Agri Business

‘Sale of dead fish is already brisk business’ – says agribusiness consultant

An Agribusiness and Project Development Consultant says the practice of buying and selling dead fish to the general public goes beyond the recent Asutuare incident.

Mr. Such Avudzi claimed that desperate market women often buy dead fish from acclaimed fish farms which they in turn sell on the open market to the unsuspecting public.

His comments come in the wake of the unexplained deaths of least 18,000 tonnes of tilapia en masse at fish farm, Fujian Farm — a Chinese owned company — at Asutsuare in the Greater Accra Region.

The farm has since been shut down pending further investigations. The unwholesome tilapia have since been destroyed by the Fisheries Commission.

Mr. Avudzi made the allegations when he appeared as guest on the agribusiness segment of the Rite Morning Ride on Wednesday.

“Before the Asutsuare incident, women were already buying dead fish. If someone says they don’t buy dead fishes then that’s not really true,” he told host Austin Ofori Addo.

“Dead fishes are sold…they salt it, they dry it and then they sell it on various markets including Ada and Juapong and we all eat some.”

Asked where these women buy the dead fishes, Mr. Avudzi disclosed that they mostly target large Chinese fishing companies where fishes die ‘from time to time’ where the fishing companies sell the lifeless fishes to them who later sell to the consuming public

“These Chinese companies, their cages are huge and so from time to time, their fishes die and the women go there to buy the dead fishes for the koobi,” he alleged.

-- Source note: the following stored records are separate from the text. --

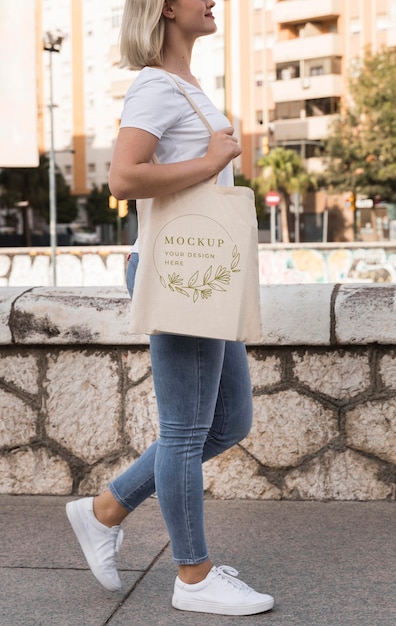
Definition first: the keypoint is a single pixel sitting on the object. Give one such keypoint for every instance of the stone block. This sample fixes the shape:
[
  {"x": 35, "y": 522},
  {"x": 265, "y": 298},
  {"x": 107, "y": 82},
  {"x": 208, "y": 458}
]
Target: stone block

The consultant in tasking relevant agencies to investigate the sale and purchase of dead fishes by fishing companies and market women however said most fish deaths are not necessarily due to poisoning but overcrowding.

“The question is do our authorities check to see if there is no problem with these fishes because sometimes fishes die by themselves and not through poisoning as it could be due to overcrowding,” the agribusiness Consultant averred adding that fishes dying out of overcrowding do not pose any health hazards to consumers.